Trois incontournables pour une culture Data-Driven en entreprise

Fatia Ghalem
Fatia Ghalem

Marketing Assistant France

Les 20 et 21 Novembre dernier, alors que nous étions présents sur DataMarketing Paris afin de présenter Priority Engine, notre solution ABM de détection d’intention, nous avons pu assister à la conférence donnée par Julien Lannelongue Directeur France et Europe du Sud chez Tableau Software, l’un des outils d’analyse de données leaders du secteur. Son sujet de prédilection : la culture data-driven. Plus précisément comment faire d’une entreprise traditionnelle une entreprise où la donnée règne en maitre pour optimiser l’organisation ou bien développer de nouvelles opportunités. Si 100% des entreprises interrogées souhaitent s’inscrire dans une approche data-driven selon une étude McKinsey citée par Julien Lannelongue seules 30% affirment y être parvenue…

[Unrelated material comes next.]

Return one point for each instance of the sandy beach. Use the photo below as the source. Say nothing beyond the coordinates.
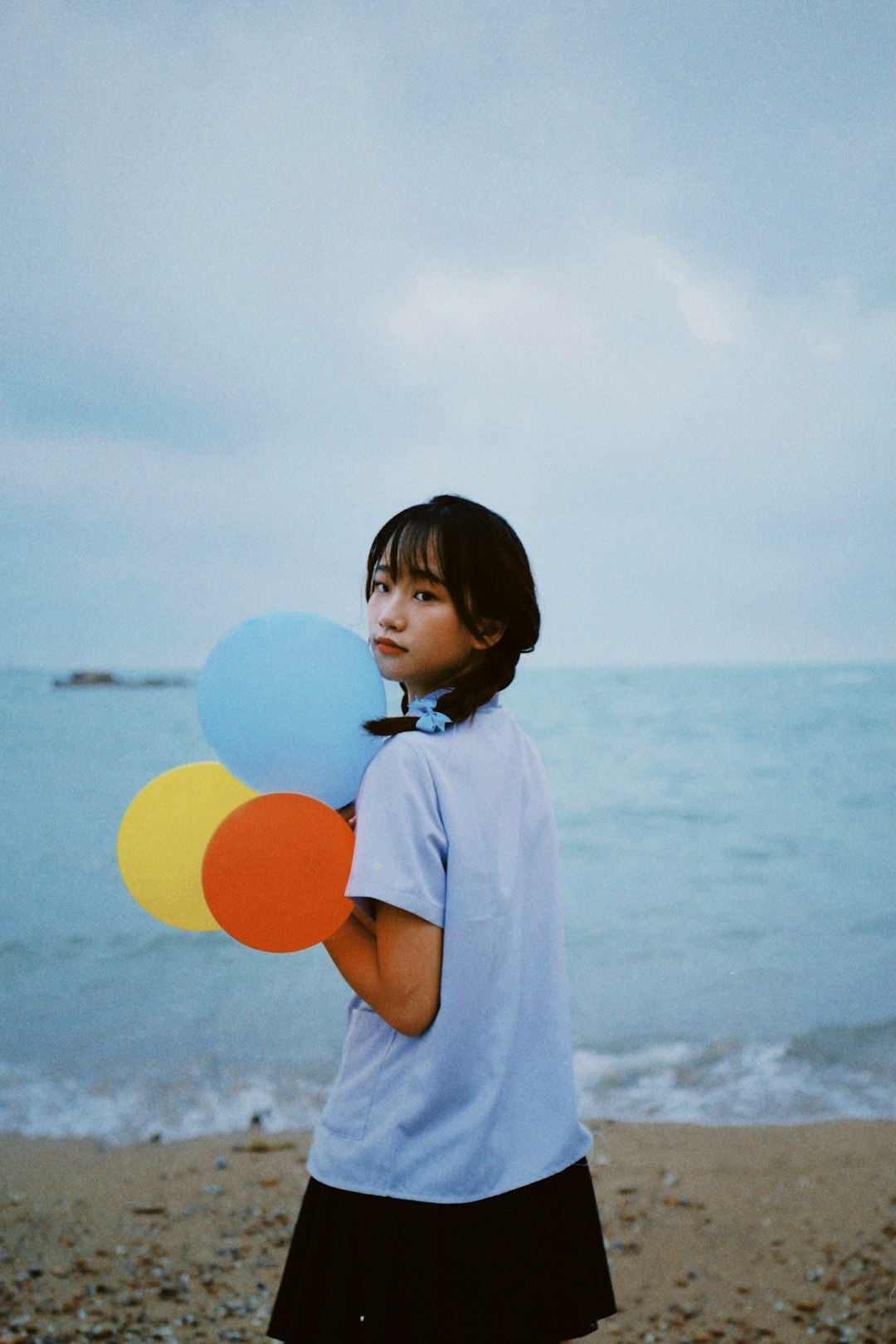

Peut-être avant tout un problème de méthode alors que les outils et applications se multiplient ?

C’est pour partie le constat de Julien Lannelongue qui estime qu’un changement de culture ne doit rien laisser au hasard. Si, bien sûr, chaque entreprise connaît ses spécificités il n’en reste pas moins que des incontournables doivent être prise en compte en matière de stratégie data-driven. Ingénieur investit dès 2003 dans le monde du traitement et de l’exploitation de la donnée, Julien Lannelongue met en avant 3 éléments clés à considérer et ce quel que soit le profil de votre entreprise.

 

  • Tout d’abord, Il est important de mettre largement à disposition les données afin que chacun puisse être capable de créer ses propres analyses. L’enjeu est clairement de pouvoir mettre en place une gouvernance par l’autonomie et ce dans un environnement sécurisé. Concrètement, il s’agit de segmenter les équipes en deux rôles distincts ; une première qui gouvernera et délivrera les données et une seconde qui créera les analyses. Complémentaires ces rôles doivent être défini en amont afin d’assurer les échanges entre les équipes et de garantir la fiabilité et la compréhension de la donnée. Les premiers sont garant à la fois de l’intégrité de la donnée mais également de la recherche de solutions les plus ouvertes possibles. Les seconds peuvent produire des analyses en étant assuré de la pertinence et de l’exhaustivité des réponses produites.

 

  • Ensuite il s’agit de démocratiser l’accès aux données mais surtout parler le même langage. Selon Julien Lannelongue, cette phase de Datalphabétisation permet de favoriser la collaboration entre les différents métiers de l’entreprise. La communication interne est ainsi à valoriser afin d’optimiser le temps passé à analyser les données. Il s’agit d’inclure l’ensemble des services de l’entreprise dans le processus de décision sur l’exploitation et les conclusions.

 

  • Enfin, afin de fédérer l’ensemble des collaborateurs à l’utilisation de la donnée, la création d’une communauté est nécessaire. Ainsi, l’ensemble des collaborateurs peuvent se réunir et partager leurs best practices et approfondir leurs connaissances. Au final, l’instauration d’une culture Data-Driven doit se faire par des changements progressifs et doit surtout viser à simplifier l’utilisation de la donnée dans un contexte sécurisé.